El liderazgo positivo ante el miedo

El liderazgo positivo ante el miedoPor lo general, en cuanto a controlar nuestro miedo, hay que empezar diciendo que el miedo puede ser una emoción muy útil. Gracias al miedo y su respuesta asociada = huida o lucha, el hombre ha sido capaz de sobrevivir a amenazas reales de vida o muerte ante las que había que actuar decisiva e inminentemente.

En esas situaciones, no hay tiempo para pensar; hay que actuar como digo decisiva y rápidamente y el miedo se encarga justamente de preparar nuestro organismo para centrarse sólo en Huir o Luchar, inhibiendo todas las demás respuestas, incluidas todas las funciones superiores del pensamiento: Atención, Percepción, Memoria, Toma de Decisiones, etc.

Por ejemplo: Sí tengo en frente de mí a un tigre de dientes de sable a punto de saltar hacía mi con la intención de decapitarme de un mordisco en los próximos 2 segundos, esas funciones superiores de pensamiento en realidad estorbarían más que ayudarían y de hecho aumentarían el riesgo de no reaccionar (huyendo o peleando) a tiempo; riesgo que pagaría con la vida.

Así estamos cableados para reaccionar cuando lo que percibimos es una amenaza de vida o muerte con riesgo real para mi supervivencia durante las próximas centésimas de segundo o, a lo sumo, apenas unos segundos.
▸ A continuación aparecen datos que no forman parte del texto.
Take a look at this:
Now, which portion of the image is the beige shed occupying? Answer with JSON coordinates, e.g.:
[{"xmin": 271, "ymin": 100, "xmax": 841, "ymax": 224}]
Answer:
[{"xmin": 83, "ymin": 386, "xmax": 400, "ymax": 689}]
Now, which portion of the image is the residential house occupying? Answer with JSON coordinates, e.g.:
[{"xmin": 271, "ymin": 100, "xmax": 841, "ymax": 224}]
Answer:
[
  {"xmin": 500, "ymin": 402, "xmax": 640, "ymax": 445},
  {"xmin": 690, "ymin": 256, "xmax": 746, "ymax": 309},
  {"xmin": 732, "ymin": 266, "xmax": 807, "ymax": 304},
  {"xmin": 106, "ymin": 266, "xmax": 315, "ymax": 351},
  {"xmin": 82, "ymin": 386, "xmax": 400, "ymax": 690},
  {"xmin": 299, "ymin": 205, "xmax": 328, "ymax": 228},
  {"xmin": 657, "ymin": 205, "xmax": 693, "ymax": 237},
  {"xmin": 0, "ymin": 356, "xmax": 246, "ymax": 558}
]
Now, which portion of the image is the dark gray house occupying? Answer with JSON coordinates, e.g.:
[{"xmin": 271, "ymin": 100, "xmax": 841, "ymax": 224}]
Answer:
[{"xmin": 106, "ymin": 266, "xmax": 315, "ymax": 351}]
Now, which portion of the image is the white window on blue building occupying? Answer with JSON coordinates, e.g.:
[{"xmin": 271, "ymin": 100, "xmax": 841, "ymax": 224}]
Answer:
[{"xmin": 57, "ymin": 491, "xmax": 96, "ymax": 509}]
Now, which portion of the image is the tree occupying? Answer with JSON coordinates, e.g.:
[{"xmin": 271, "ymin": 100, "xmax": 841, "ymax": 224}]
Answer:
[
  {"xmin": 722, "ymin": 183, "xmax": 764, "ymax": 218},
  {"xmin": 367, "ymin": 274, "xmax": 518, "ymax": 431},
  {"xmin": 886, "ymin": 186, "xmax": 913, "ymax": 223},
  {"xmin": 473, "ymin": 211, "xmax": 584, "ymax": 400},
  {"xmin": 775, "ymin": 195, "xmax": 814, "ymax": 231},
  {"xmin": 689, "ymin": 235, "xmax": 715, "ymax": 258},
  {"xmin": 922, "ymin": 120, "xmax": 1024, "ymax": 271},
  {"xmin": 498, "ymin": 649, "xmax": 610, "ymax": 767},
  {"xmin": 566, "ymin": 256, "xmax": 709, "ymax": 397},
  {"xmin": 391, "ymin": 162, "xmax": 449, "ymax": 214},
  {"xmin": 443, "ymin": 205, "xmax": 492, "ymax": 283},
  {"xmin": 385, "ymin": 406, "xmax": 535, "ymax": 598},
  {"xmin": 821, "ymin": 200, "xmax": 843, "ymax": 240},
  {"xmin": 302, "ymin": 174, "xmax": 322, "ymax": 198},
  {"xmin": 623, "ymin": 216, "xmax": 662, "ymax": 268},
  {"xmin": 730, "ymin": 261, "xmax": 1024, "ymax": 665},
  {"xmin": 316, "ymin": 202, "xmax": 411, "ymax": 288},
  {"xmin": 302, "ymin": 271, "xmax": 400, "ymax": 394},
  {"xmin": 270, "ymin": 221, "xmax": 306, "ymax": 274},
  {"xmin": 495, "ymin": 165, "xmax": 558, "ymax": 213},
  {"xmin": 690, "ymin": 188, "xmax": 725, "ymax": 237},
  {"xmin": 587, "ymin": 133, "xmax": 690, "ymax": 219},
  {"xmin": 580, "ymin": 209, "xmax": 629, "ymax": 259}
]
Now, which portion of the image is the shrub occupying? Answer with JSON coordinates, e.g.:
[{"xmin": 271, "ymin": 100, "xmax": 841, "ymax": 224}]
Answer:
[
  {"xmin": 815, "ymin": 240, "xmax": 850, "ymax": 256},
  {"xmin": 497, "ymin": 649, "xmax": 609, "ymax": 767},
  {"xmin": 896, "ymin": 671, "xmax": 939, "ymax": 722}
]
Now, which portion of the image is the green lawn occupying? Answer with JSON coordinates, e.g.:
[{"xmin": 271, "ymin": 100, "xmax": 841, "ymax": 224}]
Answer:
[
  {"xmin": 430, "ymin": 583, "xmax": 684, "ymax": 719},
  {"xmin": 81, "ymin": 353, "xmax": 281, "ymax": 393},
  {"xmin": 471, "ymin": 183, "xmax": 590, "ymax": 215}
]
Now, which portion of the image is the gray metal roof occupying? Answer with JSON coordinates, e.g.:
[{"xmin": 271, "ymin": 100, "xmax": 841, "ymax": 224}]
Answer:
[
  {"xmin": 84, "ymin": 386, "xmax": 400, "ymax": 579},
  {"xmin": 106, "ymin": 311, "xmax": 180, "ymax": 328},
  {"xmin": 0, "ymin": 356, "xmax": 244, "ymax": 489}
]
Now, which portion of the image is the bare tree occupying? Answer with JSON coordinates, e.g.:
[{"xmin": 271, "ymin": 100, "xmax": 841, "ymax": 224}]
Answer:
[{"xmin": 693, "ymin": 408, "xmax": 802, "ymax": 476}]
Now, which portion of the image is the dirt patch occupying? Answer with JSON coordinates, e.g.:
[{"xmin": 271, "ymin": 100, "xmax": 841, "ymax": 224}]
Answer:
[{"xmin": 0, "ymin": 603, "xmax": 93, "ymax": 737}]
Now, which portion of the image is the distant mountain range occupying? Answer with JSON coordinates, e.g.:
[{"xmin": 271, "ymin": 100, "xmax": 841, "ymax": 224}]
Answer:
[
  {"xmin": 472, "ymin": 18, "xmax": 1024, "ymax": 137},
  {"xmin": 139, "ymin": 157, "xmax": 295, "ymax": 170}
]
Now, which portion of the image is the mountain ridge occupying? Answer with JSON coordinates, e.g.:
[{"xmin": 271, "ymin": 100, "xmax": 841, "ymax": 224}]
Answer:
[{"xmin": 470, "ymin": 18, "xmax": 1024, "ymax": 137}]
Ahora bien, en una situación problemática, donde lo que está en juego no es mi vida ni mi supervivencia física y donde además las consecuencias de esa situación tendrán que manejarse de la mejor forma posible durante días, semanas o meses, la respuesta de miedo es completamente inútil y altamente ineficaz y destructiva.

En esas situaciones no es “Huir o Luchar” lo que me va a ayudar a solucionar o superar el problema, que además requerirá que todas mis funciones cerebrales superiores (atención, percepción, memoria, toma de decisiones, etc.) sigan funcionando y sigan funcionando bien.

Siguiendo con la metáfora de la caída del gato y haciendo una translación a los problemas a los que nos enfrentamos en esta crisis, una vez que hemos resbalado, la caída, hasta impactar con el suelo, puede en realidad durar bastante (algunos años)

Y durante esos años, probablemente vamos a necesitar buscar nuevas e ingeniosas ideas, vamos a tener que hacer uso de toda nuestra inteligencia y vamos a tener que aprender a relajarnos, por muy antagónico que nos pueda en principio parecer como reacción, ante una situación de crisis.